We are researching the impact of a hyper-personalised and multi-sensory living room of the future. Creating an immersive experience that uses data to personalise media to people delivered through mulitple devices, we are interested in understanding the impact of using this data within a group context.
Project from - present
What are we aiming to understand?
We are researching how people engage with an immersive and personalised living room of the future, where a range of Internet of Things (IoT) devices respond to people in a bi-directional manner on both a personal and group level. We specifically want to understand the impact of contextual cues provided by IoT and how future immersive environments can stimulate a range of human senses rather than being dominated by one particular sense. IoTs that involve more than the standard audio and visual, such as touch and smell, enable us to create a hyper-personalised and multi-sensory immersive environment.
As the future living room scenario uses personal data, we are researching the perceptions, implications and behaviours exhibitied when an individual's data is used in the shared space.
See the Living Room of the Future on show at the V&A Museum in London during September's London Design Festival. Tickets are free and are available now.
What will the Living Room of the Future be?
Imagine a situation where a person or group of people enter an immersive living room where their personal data is used to adapt the media played out through IoT devices.

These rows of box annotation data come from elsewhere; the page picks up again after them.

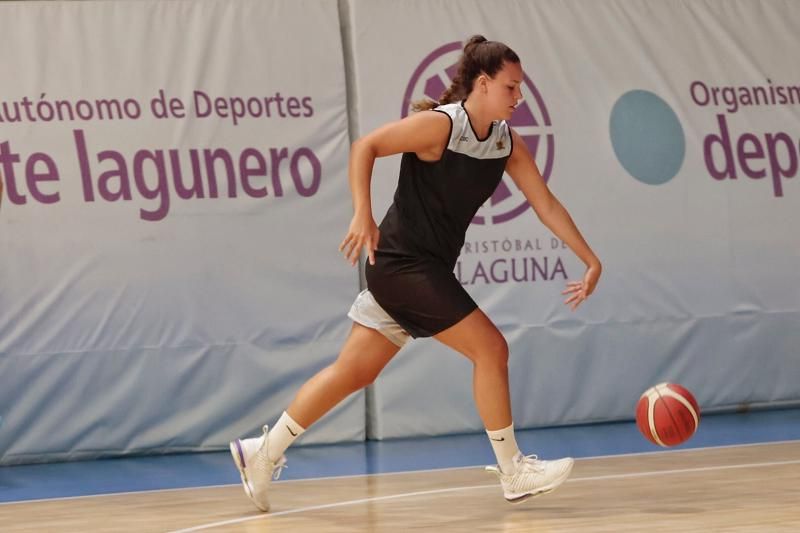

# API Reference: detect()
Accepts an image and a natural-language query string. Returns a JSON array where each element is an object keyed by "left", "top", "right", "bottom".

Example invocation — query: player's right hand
[{"left": 339, "top": 213, "right": 380, "bottom": 266}]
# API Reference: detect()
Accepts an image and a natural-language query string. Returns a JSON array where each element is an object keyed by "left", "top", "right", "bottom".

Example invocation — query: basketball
[{"left": 636, "top": 383, "right": 700, "bottom": 448}]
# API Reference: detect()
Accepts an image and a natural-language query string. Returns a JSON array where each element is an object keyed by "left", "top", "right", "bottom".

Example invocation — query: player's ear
[{"left": 475, "top": 74, "right": 489, "bottom": 93}]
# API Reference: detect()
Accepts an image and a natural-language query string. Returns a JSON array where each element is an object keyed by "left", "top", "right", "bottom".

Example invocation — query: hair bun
[{"left": 464, "top": 35, "right": 487, "bottom": 52}]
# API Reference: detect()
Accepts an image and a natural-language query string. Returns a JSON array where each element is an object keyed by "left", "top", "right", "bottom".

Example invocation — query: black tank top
[{"left": 377, "top": 103, "right": 512, "bottom": 271}]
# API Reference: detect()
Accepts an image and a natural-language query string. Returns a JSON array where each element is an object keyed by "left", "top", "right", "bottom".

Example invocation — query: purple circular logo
[{"left": 400, "top": 41, "right": 555, "bottom": 224}]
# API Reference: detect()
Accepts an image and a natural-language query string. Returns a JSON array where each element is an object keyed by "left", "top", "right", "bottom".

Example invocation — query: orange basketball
[{"left": 636, "top": 383, "right": 700, "bottom": 448}]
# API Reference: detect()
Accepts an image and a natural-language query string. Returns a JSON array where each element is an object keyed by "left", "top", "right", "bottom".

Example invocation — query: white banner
[
  {"left": 0, "top": 0, "right": 364, "bottom": 462},
  {"left": 352, "top": 0, "right": 800, "bottom": 437}
]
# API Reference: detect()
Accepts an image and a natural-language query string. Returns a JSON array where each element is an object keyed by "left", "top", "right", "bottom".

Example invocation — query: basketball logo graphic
[{"left": 401, "top": 41, "right": 555, "bottom": 224}]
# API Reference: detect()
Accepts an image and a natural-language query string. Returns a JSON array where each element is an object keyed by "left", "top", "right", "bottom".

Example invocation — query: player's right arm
[{"left": 339, "top": 111, "right": 450, "bottom": 265}]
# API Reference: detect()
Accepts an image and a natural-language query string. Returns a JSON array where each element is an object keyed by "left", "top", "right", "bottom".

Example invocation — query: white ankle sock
[
  {"left": 267, "top": 411, "right": 306, "bottom": 461},
  {"left": 486, "top": 422, "right": 519, "bottom": 474}
]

The narrative is the same for everybody, but the media shapes to them collectively within the context of the people around them (or absence of people). We envisage that changing parts of the narrative at the edges of the story or experience will create a more emotionally engaging and contextually relevant experience. The same thing happens in real life when a person adapts the peripheral parts of a story, such as:
- Location and group
- Language (expressions, sayings or habits)
- References, landmarks and local places
- and so on…
This ensures the story resonates with the audience. In our living room scenario however, this is achieved through the use of media and IoT devices within the living room.
Instead of distributing data to remote cloud servers, personal data processing takes place within Databox - our secure personal networked device – which collates, curates, and mediates access to a person’s data by verified and audited third party services. This ensures that data cannot be accessed by anyone else, nor does it leave the living room. Databox enables us to use people's data in a trusted manner as it creates a trusted bi-directional relationship between people and IoT devices in the living room. This results in subtle adaptations and personalisation without the need for input, however, people are equally able to control the personalisation of the media that is played out through the devices. This approach preserves the privacy of personal data whilst it is used to adapt an experience for broadcast media, ensuring the experience is ethical.
Whilst this might sound somewhat conceptual, in order to demonstrate a scenario of how this could potentially work in the future we are currently designing and developing the living room of the future as part of an exhibition and experience that the public can see, touch and feel. We hope to immerse people in ways we imagine will exist in the future.
How have we got here?
We are building on our earlier work on a number of projects, mostly prominently Perceptive Media which demonstrates early signs of what could be possible with IoT storytelling. The goal for the story when played out in the living room remains the same as it is/was in Perceptive Media - one story arc but with varying ambient parts of the narrative. The content becomes a set of media objects that can be connected together to form different experiences.
A lot of technical work has been done through our object-based media (OBM) activity. The OBM approach assembles the media as a collection of objects which enables multiple versions of the same content to be personalised to people in a range of ways based on factors such as location, time or preference. It moves away from traditional linear media and enables us to create a storyline that can subtly adapt to people in our living room.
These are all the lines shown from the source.